Perhaps not all deep disagreements are necessarily as absolutely deep as radical skepticism seems to be. There are probably versions of less radical disagreements where the parties would reach an agreement if they get more information and methods. Several philosophers hold that deep disagreements come in degrees (Aikin Reference Aikin2018a, Reference Aikin2020; Henderson Reference Henderson2020; Lavorerio Reference Lavorerio2020). Even Fogelin seems to adopt this perspective when he asks and answers, “What happens to arguments when the context is neither normal nor nearly normal? The answer that seems forced upon us is this: to the extent that the argumentative context becomes less normal, argument, to that extent, becomes impossible” (1985: 7). This is a promising line of investigation worthy of consideration for understanding and perhaps resolving deep disagreements.
4. Conclusion
In this paper, I have argued that there are several kinds of disagreement. Normal disagreements can be resolved when one or both parties begin to understand the epistemic position of the other party. But the very definition and nature of deep disagreements mean that their resolution is, like skeptical arguments, an extremely elusive goal. If we look more closely, we will see that the skeptical disagreements are a kind of deep disagreements at the level of epistemic evaluation and covary with their counterparts at the base level. Any truly deep disagreement faces the difficulties of justification presented by skepticism: dogmatism, circularity, infinitism, and fallibility.

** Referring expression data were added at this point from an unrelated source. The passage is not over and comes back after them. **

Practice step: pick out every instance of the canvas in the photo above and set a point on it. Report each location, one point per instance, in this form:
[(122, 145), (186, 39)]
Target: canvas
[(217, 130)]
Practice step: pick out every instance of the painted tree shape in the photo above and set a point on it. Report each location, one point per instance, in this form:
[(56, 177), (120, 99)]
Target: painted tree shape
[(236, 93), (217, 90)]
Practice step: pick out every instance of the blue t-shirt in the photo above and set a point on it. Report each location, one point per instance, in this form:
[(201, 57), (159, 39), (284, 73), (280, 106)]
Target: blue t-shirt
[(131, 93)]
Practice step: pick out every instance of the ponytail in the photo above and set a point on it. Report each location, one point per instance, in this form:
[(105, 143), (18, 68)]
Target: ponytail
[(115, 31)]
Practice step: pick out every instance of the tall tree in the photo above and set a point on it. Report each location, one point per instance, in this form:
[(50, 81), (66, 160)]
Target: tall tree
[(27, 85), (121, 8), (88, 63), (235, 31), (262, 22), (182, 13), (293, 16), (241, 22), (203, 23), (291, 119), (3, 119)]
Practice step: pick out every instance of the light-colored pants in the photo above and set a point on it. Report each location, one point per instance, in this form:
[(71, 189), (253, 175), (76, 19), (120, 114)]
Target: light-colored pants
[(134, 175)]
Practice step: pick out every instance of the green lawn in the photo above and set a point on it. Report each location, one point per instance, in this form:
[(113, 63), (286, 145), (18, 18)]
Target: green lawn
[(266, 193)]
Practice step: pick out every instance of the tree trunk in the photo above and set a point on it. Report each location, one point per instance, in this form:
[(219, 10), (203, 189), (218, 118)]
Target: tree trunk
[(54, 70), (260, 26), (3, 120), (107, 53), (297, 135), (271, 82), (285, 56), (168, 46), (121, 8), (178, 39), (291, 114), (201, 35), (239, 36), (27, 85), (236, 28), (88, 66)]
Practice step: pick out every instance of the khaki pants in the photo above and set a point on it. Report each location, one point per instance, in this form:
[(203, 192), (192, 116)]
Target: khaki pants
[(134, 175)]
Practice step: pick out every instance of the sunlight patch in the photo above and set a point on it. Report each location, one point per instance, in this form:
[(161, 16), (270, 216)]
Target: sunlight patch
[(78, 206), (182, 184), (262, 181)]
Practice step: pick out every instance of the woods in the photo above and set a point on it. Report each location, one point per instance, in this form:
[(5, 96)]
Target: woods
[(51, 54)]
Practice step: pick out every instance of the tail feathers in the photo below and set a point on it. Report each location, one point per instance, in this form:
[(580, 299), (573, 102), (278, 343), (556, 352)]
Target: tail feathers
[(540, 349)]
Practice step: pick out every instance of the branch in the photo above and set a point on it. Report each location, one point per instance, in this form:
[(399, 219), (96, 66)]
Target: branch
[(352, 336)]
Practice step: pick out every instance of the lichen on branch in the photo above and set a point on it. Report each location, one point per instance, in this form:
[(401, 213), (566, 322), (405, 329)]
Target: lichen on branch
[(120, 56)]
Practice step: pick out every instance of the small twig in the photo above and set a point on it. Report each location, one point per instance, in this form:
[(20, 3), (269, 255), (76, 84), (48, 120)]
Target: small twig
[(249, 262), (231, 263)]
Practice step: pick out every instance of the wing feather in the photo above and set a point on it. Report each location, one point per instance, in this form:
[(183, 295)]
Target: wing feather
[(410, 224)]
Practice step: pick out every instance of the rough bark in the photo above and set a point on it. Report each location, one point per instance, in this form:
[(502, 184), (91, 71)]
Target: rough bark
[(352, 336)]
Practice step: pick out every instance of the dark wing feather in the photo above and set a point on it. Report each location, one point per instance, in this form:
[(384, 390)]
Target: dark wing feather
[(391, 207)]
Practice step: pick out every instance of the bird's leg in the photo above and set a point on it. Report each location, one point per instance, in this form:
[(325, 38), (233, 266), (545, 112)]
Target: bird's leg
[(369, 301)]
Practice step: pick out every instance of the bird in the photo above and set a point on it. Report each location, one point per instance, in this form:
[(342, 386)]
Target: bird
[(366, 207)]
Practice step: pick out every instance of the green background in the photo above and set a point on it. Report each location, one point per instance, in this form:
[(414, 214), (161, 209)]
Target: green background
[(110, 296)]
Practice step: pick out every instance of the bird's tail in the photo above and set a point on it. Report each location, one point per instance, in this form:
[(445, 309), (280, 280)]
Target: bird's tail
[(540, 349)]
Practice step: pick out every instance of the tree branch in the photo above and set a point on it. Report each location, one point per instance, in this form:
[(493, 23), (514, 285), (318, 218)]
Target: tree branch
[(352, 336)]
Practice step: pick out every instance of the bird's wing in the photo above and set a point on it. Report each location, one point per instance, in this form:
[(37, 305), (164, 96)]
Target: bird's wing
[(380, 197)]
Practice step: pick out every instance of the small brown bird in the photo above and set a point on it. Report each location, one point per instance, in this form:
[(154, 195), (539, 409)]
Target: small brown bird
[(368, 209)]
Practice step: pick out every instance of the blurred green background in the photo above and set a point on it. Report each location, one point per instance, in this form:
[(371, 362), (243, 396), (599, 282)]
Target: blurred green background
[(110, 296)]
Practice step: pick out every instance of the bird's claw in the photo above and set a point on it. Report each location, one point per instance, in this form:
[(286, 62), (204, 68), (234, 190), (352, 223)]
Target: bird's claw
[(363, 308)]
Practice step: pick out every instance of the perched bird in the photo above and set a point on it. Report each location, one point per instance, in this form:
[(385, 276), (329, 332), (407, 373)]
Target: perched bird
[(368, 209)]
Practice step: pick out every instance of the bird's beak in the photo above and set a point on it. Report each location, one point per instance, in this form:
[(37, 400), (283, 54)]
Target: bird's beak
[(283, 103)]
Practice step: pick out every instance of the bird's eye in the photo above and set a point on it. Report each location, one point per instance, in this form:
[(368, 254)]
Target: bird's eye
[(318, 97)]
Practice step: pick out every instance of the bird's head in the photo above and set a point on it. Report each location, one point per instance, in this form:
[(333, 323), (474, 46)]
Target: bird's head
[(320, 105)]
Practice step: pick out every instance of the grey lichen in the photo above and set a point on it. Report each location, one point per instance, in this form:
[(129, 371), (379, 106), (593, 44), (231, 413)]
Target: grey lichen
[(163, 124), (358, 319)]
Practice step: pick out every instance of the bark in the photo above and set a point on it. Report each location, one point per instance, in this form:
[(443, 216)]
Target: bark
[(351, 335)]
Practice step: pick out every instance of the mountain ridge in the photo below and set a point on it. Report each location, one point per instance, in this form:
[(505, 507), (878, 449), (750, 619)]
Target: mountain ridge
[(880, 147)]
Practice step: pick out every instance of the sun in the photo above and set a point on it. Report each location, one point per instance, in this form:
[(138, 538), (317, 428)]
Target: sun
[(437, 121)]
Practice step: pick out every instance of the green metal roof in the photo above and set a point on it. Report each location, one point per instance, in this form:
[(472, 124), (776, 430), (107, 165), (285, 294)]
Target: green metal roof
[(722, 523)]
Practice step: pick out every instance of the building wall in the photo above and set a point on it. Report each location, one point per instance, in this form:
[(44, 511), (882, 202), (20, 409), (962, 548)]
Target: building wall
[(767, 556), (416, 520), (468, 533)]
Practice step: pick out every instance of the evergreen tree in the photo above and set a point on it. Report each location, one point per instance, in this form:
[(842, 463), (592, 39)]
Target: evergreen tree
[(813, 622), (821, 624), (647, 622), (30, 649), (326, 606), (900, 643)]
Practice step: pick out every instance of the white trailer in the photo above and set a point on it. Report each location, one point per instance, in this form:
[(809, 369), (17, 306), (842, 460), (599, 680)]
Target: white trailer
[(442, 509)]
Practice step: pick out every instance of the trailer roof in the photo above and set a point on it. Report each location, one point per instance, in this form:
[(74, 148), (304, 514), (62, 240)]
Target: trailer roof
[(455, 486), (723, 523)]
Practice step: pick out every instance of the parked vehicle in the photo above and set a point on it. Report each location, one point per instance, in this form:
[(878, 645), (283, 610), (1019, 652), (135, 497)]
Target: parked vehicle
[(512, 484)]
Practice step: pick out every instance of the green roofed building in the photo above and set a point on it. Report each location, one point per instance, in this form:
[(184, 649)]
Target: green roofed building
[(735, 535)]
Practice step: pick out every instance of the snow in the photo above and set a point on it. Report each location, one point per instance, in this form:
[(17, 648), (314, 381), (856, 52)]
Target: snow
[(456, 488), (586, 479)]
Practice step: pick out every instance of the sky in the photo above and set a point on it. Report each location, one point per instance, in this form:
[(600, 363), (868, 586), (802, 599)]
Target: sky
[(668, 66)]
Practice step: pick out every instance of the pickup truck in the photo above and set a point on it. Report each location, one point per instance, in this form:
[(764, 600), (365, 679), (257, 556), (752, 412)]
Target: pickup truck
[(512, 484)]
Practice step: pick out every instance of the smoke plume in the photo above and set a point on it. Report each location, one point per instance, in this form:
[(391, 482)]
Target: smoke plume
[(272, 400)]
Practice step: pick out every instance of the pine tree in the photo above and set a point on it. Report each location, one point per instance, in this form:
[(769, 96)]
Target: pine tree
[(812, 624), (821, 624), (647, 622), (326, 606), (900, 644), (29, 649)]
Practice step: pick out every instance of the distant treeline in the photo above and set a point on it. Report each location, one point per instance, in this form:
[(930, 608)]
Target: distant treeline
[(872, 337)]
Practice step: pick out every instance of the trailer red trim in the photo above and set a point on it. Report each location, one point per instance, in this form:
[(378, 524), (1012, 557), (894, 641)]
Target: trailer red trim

We need to look more closely at these similarities to gain a deeper understanding of deep disagreements and radical skepticism. We do not yet know of any compelling solution to deep disagreements, but there may be one, even if we have not yet been able to find it. Furthermore, it is worth investigating if deep disagreements have a variable depth, as Fogelin and other philosophers suggest. Besides the possibility of finding a solution to deep disagreements, we may resolve those that are not absolutely deep as long as we are patient and collect the necessary evidence.